Early-life human rhinovirus (RV) infection has been linked to asthma development in high risk infants and children. Nevertheless, the role of RV infection in the initiation of asthma remains unclear. Because the airway epithelium is the primary target of respiratory viral infection, thymic stromal lymphopoietin (TSLP) and IL-25 and their downstream cellular targets are uniquely positioned to play a role in viral-induced chronic airways disease. We hypothesized that neonatal RV infection induces TSLP and IL-25, enhancing type 2 cytokine production from innate immune cells, thereby leading to mucous metaplasia and airways hyperresponsiveness. To resolve this issue, six day-old BALB/c mice and TSLP receptor (TSLPR) KO mice as well as eight week-old BALB/c mice were inoculated with sham HeLa cell lysate or RV. Airway responses from 1 to 28 days after infection were assessed by qPCR, ELISA, histology, immunofluorescence microscopy, flow cytometry and methacholine responsiveness. Selected mice were treated with a neutralizing antibody to IL-25. Compared to mature mice, RV infection in neonatal mice increased lung IL-13, IL-25 and TSLP production whereas IFN-gamma, IL-12p40 and TNF-alpha expression were suppressed. Induction of IL-25 and TSLP was regulated in an age-dependent manner. In addition, the population of IL-13-secreting type 2 innate lymphoid cells (ILC2s) was expanded with RV infection in neonatal but not in mature mice. ILC2 cells were the major cell type secreting IL-13 in neonates.
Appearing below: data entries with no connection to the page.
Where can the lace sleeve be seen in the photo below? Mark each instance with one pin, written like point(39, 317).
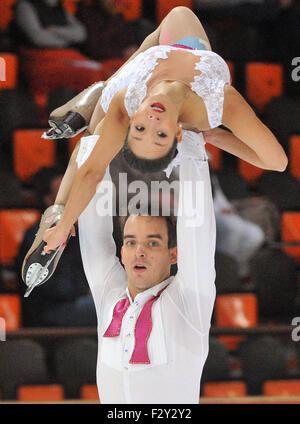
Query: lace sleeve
point(210, 84)
point(191, 147)
point(119, 82)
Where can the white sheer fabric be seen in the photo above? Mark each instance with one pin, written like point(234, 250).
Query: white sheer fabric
point(209, 85)
point(178, 344)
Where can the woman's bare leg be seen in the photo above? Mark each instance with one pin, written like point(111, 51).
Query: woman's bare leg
point(180, 23)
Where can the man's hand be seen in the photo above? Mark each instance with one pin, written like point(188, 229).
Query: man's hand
point(55, 237)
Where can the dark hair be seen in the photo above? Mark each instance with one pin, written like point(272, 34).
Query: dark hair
point(148, 165)
point(170, 221)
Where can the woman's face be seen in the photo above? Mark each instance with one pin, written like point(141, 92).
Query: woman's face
point(153, 128)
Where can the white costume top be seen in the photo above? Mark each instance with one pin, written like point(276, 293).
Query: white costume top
point(209, 85)
point(178, 343)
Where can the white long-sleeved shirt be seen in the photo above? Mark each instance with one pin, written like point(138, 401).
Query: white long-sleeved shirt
point(178, 343)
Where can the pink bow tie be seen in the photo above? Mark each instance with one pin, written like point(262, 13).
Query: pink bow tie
point(142, 331)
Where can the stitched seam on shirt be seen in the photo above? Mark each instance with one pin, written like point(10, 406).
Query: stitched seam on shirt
point(186, 319)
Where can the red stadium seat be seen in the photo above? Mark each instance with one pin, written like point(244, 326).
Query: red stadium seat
point(40, 393)
point(250, 172)
point(46, 70)
point(8, 71)
point(163, 7)
point(6, 13)
point(130, 9)
point(13, 224)
point(215, 153)
point(290, 232)
point(89, 392)
point(31, 153)
point(225, 389)
point(281, 388)
point(10, 310)
point(294, 156)
point(263, 82)
point(235, 310)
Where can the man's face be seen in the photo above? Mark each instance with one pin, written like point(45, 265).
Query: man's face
point(153, 128)
point(145, 253)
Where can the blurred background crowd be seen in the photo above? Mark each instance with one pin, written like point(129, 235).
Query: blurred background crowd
point(53, 49)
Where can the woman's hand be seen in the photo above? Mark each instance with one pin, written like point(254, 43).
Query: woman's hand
point(54, 237)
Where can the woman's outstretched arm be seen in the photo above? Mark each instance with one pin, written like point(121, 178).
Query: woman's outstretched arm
point(88, 176)
point(254, 142)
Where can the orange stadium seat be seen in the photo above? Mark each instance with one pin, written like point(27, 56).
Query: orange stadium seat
point(225, 389)
point(89, 392)
point(10, 310)
point(263, 82)
point(6, 13)
point(235, 310)
point(249, 172)
point(215, 153)
point(163, 7)
point(130, 9)
point(31, 153)
point(281, 388)
point(8, 71)
point(40, 393)
point(290, 232)
point(294, 156)
point(13, 224)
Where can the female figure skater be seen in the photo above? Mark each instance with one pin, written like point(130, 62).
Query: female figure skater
point(171, 82)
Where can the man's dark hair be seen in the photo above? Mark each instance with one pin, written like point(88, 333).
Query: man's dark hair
point(171, 226)
point(148, 165)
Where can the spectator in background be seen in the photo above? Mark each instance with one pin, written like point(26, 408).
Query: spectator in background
point(236, 237)
point(46, 24)
point(109, 34)
point(65, 299)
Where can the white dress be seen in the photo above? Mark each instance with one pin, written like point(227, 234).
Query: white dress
point(178, 343)
point(209, 85)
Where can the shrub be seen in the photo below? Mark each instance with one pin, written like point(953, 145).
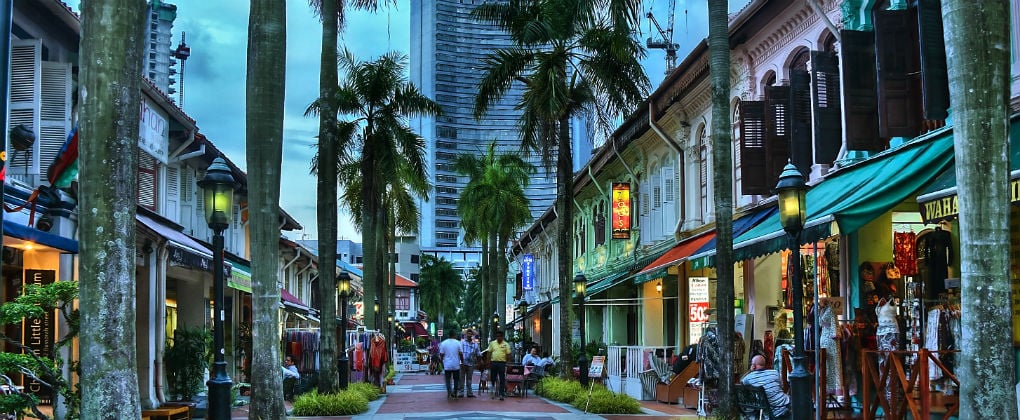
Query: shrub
point(347, 403)
point(606, 402)
point(559, 389)
point(370, 391)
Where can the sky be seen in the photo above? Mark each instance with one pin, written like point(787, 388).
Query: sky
point(214, 77)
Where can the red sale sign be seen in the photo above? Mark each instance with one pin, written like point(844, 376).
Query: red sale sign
point(698, 312)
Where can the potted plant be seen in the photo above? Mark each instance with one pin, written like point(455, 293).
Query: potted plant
point(186, 359)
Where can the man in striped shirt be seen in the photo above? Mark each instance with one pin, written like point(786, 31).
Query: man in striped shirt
point(770, 380)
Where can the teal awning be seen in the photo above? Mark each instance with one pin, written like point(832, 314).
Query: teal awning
point(854, 196)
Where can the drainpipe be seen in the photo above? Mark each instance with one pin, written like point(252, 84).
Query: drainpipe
point(679, 152)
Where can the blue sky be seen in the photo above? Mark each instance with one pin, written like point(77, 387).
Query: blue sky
point(214, 77)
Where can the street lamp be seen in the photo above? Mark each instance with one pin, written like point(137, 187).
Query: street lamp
point(218, 187)
point(792, 191)
point(580, 282)
point(344, 286)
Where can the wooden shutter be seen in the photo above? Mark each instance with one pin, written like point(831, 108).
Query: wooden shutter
point(859, 98)
point(777, 132)
point(934, 80)
point(828, 120)
point(800, 121)
point(898, 100)
point(753, 178)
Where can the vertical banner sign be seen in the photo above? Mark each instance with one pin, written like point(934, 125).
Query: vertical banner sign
point(39, 332)
point(527, 272)
point(621, 211)
point(698, 306)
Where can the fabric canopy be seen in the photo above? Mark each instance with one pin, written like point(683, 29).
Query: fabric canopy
point(856, 195)
point(679, 253)
point(705, 256)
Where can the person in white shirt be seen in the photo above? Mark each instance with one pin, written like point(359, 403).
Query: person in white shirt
point(450, 352)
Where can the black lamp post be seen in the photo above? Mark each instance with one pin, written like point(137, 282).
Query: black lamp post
point(580, 283)
point(792, 191)
point(218, 187)
point(343, 365)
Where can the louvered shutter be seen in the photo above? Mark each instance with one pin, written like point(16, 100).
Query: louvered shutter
point(860, 101)
point(54, 112)
point(827, 122)
point(776, 132)
point(148, 172)
point(898, 100)
point(934, 79)
point(753, 177)
point(800, 121)
point(26, 65)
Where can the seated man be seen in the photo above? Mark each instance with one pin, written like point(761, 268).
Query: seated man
point(770, 380)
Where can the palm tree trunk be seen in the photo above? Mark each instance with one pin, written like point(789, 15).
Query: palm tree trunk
point(110, 37)
point(264, 123)
point(564, 194)
point(722, 187)
point(978, 70)
point(326, 203)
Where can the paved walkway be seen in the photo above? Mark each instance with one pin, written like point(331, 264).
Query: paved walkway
point(418, 396)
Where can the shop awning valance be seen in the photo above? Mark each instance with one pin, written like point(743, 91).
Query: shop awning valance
point(705, 256)
point(679, 253)
point(854, 196)
point(15, 229)
point(938, 201)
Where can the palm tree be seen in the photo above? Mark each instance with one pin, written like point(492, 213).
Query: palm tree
point(441, 287)
point(326, 185)
point(264, 124)
point(110, 32)
point(494, 204)
point(574, 57)
point(722, 189)
point(979, 70)
point(378, 99)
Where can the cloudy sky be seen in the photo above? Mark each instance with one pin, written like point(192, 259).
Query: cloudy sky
point(214, 76)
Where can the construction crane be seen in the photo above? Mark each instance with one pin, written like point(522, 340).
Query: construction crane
point(666, 42)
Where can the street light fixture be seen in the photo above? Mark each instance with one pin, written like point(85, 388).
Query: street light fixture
point(344, 286)
point(580, 283)
point(792, 191)
point(218, 187)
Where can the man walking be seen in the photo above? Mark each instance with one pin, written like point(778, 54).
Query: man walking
point(500, 351)
point(452, 358)
point(470, 353)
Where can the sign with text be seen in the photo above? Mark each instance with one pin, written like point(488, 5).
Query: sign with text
point(527, 271)
point(621, 211)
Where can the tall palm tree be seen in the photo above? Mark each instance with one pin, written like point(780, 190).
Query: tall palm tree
point(574, 57)
point(264, 145)
point(722, 189)
point(326, 185)
point(495, 204)
point(978, 58)
point(377, 99)
point(110, 36)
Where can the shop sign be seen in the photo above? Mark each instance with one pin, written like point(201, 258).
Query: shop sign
point(153, 133)
point(949, 207)
point(527, 272)
point(621, 210)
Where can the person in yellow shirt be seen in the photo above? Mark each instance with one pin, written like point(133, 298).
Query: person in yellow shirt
point(499, 352)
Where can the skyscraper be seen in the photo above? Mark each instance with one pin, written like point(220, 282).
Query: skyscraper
point(448, 48)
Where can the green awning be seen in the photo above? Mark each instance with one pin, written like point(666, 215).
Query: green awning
point(939, 202)
point(856, 195)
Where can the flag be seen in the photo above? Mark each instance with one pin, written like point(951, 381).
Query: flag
point(64, 167)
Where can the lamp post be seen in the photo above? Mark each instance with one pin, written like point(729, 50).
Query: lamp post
point(218, 187)
point(580, 282)
point(792, 191)
point(343, 365)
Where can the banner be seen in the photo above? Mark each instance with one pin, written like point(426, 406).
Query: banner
point(621, 211)
point(527, 271)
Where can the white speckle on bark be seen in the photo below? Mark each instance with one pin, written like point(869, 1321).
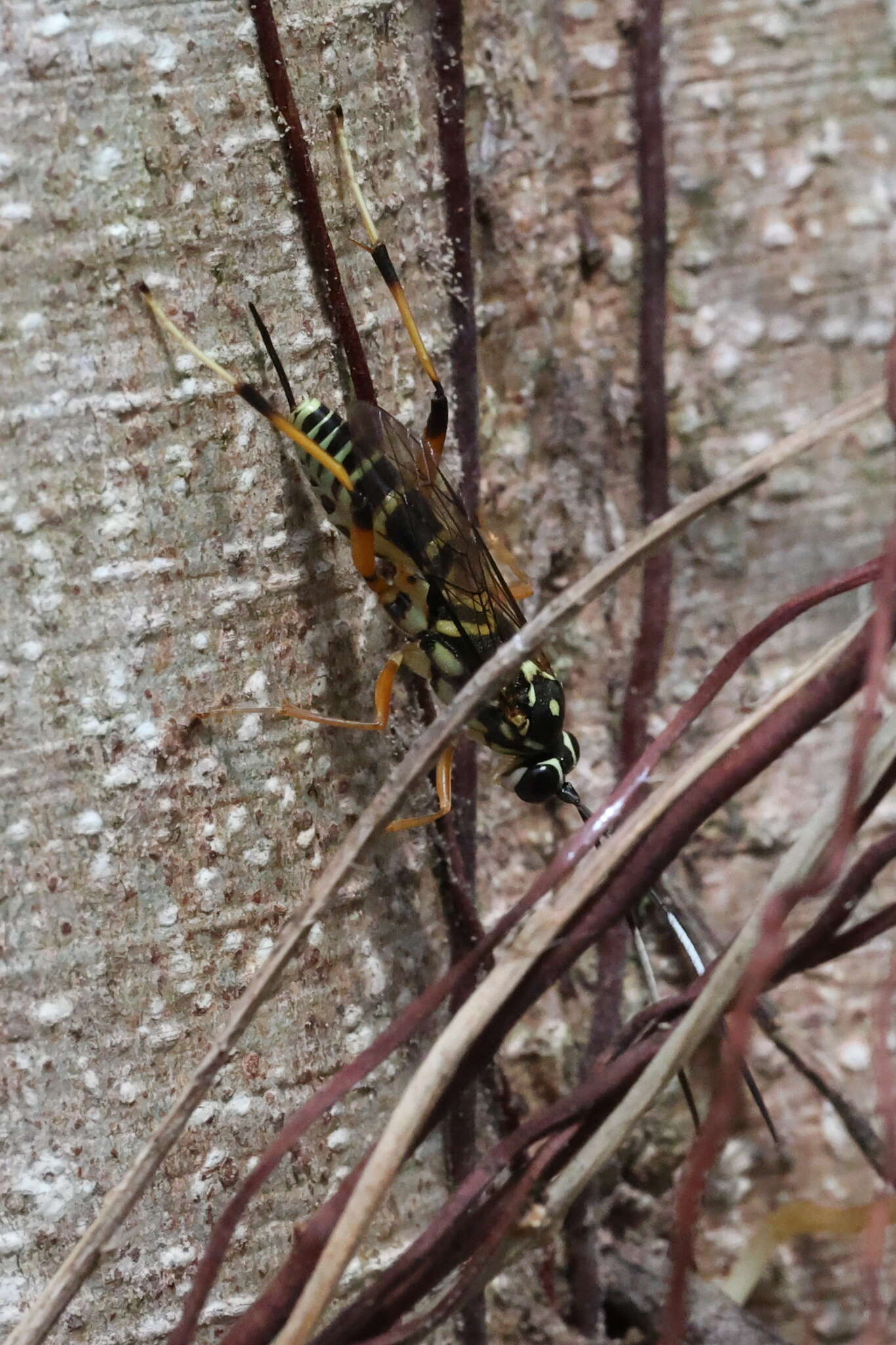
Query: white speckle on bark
point(339, 1139)
point(602, 55)
point(720, 50)
point(32, 651)
point(88, 824)
point(50, 1012)
point(778, 233)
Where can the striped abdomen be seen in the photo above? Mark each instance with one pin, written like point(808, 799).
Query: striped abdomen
point(431, 592)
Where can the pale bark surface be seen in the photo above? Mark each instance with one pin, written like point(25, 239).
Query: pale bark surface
point(156, 560)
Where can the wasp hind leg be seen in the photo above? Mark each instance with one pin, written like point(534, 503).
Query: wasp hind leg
point(442, 791)
point(382, 707)
point(382, 704)
point(437, 420)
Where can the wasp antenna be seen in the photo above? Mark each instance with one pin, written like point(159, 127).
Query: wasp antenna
point(247, 391)
point(274, 358)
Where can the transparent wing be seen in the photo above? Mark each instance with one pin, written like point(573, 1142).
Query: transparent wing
point(436, 535)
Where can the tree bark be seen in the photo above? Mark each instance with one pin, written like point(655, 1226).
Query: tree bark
point(158, 560)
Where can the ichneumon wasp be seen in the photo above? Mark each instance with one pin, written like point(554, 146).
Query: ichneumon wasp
point(430, 568)
point(425, 560)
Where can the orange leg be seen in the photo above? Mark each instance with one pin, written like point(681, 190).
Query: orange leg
point(442, 790)
point(382, 704)
point(504, 556)
point(437, 422)
point(247, 391)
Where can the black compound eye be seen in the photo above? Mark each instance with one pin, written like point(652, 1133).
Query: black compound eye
point(539, 782)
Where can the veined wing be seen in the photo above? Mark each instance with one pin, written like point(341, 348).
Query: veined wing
point(430, 527)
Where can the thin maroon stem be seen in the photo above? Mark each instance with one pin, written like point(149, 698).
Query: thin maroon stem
point(652, 380)
point(769, 953)
point(448, 57)
point(459, 830)
point(301, 177)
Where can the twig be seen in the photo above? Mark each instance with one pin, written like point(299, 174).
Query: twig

Compared to control mice, TSLPR KO neonatal mice, or neonates treated with anti-IL-25 neutralizing antibody showed attenuated ILC2 expansion, mucous hypersecretion and airways responsiveness. When combined with IL-25 and IL-33, TSLP had a direct synergistic effect on ILC2 maturation and function. We conclude that TSLP and IL-25 is required for persistent mucus metaplasia and airway hyperresponsiveness as well as ILC2 expansion in RV-infected neonatal mice. These findings may suggest, with an appropriate genetic background, early-life RV infection may modulate and induce type 2 immune response, thereby leading to the development of persistent mucus metaplasia and airway hyperresponsiveness.